Topographic abstract map of language model response behavior

Behavior atlas

Model behavior can be mapped without pretending it is fixed.

WikiLM uses terrain language because model responses shift with prompt pressure, context, source quality, and requested format. A map does not claim the mountain is the same in every season. It gives a reader landmarks for careful movement.

Terrain mark

Confidence ridge

Where fluent structure rises faster than evidence. The question is whether the response shows its footing.

Terrain mark

Refusal gate

Where safety, policy, ambiguity, or missing context blocks the path. The useful detail is the stated reason.

Terrain mark

Compression valley

Where a model shortens source material and quietly drops qualifiers, minority cases, or sequence.

Terrain mark

Repair path

Where a correction improves the answer, changes the task, or exposes what the model could not track.

The atlas is useful when a term is too clean for the evidence.

A term like hallucination can be necessary, but it can also hide several different behaviors: unsupported invention, source confusion, stale memory, exaggerated synthesis, or a confident bridge between facts. The atlas tries to keep these distinctions visible. It describes what the model did, what the prompt asked, and which part of the response carried the risk.
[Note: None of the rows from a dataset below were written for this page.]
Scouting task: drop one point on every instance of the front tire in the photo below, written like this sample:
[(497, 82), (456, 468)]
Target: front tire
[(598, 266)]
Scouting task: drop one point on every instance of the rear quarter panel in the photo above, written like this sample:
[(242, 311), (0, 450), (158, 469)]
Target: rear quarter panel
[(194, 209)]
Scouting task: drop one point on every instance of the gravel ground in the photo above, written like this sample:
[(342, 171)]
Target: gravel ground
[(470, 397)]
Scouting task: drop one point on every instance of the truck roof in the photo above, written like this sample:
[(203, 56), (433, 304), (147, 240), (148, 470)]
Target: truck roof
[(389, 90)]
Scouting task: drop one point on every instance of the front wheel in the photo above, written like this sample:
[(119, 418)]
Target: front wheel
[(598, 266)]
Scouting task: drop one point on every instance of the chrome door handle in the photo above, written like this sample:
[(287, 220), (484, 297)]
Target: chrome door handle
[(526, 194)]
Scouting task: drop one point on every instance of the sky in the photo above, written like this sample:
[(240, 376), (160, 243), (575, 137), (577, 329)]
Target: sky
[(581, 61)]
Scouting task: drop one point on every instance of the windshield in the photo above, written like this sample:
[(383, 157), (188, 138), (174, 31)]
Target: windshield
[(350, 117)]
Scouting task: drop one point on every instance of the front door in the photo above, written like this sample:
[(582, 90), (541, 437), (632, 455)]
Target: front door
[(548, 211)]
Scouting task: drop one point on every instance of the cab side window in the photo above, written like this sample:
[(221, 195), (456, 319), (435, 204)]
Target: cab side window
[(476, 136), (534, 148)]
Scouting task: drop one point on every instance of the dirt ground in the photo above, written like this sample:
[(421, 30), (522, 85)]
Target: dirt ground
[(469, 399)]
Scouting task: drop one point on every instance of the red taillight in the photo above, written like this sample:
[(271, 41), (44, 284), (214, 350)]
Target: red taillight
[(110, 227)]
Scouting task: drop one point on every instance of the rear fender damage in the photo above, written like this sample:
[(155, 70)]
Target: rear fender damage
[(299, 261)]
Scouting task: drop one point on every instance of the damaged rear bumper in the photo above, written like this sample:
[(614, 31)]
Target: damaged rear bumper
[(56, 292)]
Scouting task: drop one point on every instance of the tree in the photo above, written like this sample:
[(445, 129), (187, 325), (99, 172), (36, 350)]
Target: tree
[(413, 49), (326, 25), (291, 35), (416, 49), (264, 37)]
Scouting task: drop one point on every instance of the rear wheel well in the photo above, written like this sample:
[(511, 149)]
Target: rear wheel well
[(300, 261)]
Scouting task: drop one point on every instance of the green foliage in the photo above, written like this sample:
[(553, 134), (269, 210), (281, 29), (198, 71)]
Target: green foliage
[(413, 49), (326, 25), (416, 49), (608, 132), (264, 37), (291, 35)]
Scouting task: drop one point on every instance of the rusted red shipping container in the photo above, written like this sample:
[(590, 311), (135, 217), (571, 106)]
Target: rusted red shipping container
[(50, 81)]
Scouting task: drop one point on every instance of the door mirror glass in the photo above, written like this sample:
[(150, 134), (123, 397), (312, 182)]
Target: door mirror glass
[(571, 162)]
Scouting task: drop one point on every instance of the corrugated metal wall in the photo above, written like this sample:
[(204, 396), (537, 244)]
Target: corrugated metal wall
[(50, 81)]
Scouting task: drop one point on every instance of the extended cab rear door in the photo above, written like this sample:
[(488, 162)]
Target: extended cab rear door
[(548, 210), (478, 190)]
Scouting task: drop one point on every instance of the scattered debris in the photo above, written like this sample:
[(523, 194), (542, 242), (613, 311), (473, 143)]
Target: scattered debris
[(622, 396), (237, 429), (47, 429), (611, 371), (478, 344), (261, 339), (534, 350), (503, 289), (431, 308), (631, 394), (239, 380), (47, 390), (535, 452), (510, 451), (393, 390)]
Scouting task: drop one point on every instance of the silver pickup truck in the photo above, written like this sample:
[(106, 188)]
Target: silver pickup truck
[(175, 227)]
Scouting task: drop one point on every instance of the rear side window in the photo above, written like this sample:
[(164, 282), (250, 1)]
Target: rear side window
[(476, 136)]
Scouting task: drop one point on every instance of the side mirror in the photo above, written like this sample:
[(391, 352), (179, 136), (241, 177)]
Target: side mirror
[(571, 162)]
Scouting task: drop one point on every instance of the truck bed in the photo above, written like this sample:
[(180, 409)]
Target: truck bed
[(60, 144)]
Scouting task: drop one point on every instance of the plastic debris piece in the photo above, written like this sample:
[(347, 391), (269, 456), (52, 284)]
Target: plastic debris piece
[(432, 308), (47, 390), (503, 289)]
This makes the site practical for editors, researchers, product teams, and students. Instead of treating every failure as the same category, a note can point to the exact terrain: the answer compressed away a condition, refused without explaining a path forward, or improved only after the evidence requirement became explicit. Those distinctions are small, but they change how people design prompts, evaluate outputs, and cite model-assisted work.